Writer: Richard Linklater
Starring: Ellar Coltrane
Patricia Arquette
Ethan Hawke
Lorelei Linklater
Marco Perella
Brad Hawkins
Libby Villari
Jenni Tooley
Rating: *****
Home Release: Out Now
There are many films out there that span the lives of a family over many years, as the children age the actors change, or the mum dons a slightly different wig. It's not necessarily a new concept in Hollywood, but this film handles the subject in a new an exciting way. Boyhood follows Mason (Coltrane) and his family for 12 years; ad the film was made over 12 years, so as the movies characters travel and age, as do the actors on screen.
Patricia Arquette |
She deals with some of the heavier subjects in the film, and with each hurdle Arquette stands up as Olivia and fights, she doesn't let being a young mother stop her, and she wins the battles she has to fight. However at the end of the film, when both her children have moved out she realizes that her biggest battle was being a mother, and now she has won that battle she can't see whats left for her. It is this moment when you realize you haven't been watching Patricia Arquette on that screen, you've been watching this single mother take on the world, grow before your eyes. It's her journey I enjoyed the most, and it's this reason she won the Golden Globe and has a Academy Award nomination.

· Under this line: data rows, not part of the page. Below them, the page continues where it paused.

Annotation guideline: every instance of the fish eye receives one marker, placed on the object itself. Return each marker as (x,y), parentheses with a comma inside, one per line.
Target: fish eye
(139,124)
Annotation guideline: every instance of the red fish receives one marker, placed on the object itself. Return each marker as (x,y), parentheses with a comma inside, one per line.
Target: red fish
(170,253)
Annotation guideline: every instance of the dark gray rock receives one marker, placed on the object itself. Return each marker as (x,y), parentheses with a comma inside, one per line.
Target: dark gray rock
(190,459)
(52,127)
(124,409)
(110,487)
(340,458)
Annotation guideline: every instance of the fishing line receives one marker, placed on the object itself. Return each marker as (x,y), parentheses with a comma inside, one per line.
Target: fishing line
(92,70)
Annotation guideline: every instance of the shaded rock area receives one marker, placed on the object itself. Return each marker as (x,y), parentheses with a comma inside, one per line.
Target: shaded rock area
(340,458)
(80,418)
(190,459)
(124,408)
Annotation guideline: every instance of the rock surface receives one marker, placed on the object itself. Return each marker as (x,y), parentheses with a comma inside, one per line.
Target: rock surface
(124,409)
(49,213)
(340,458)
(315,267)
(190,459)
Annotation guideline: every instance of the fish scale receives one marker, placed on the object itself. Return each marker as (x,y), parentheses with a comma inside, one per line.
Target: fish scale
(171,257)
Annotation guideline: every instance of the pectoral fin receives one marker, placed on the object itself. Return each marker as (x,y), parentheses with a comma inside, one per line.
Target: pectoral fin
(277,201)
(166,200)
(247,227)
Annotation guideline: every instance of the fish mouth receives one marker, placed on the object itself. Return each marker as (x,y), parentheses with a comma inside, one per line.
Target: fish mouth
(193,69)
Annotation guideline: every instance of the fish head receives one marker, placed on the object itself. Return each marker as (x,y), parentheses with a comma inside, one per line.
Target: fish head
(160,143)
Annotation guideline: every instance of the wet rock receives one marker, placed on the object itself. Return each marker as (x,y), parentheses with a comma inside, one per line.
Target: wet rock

Ellar Coltrane, Ethan Hawke & Lorelei Linklater |
Director Richard Linklater has taken what many would see as the impossible and made it possible; he has created a film over the course of 12 years. No-one knew if it was going to be successful, and yet this group of talented people came together to create it. Everything about it is simple; there's no graphics on screen that blatantly tell us that it is 'year two', and the performances are gentle and passionate without being over bearing. It is a huge task taken on by everyone, and what a success it is. In her Golden Globe acceptance speech, Patricia Arquette described this film as "so human, so simple and ground breaking and significant in the history of cinema"; this is what they set out to achieve and Boyhood did just that.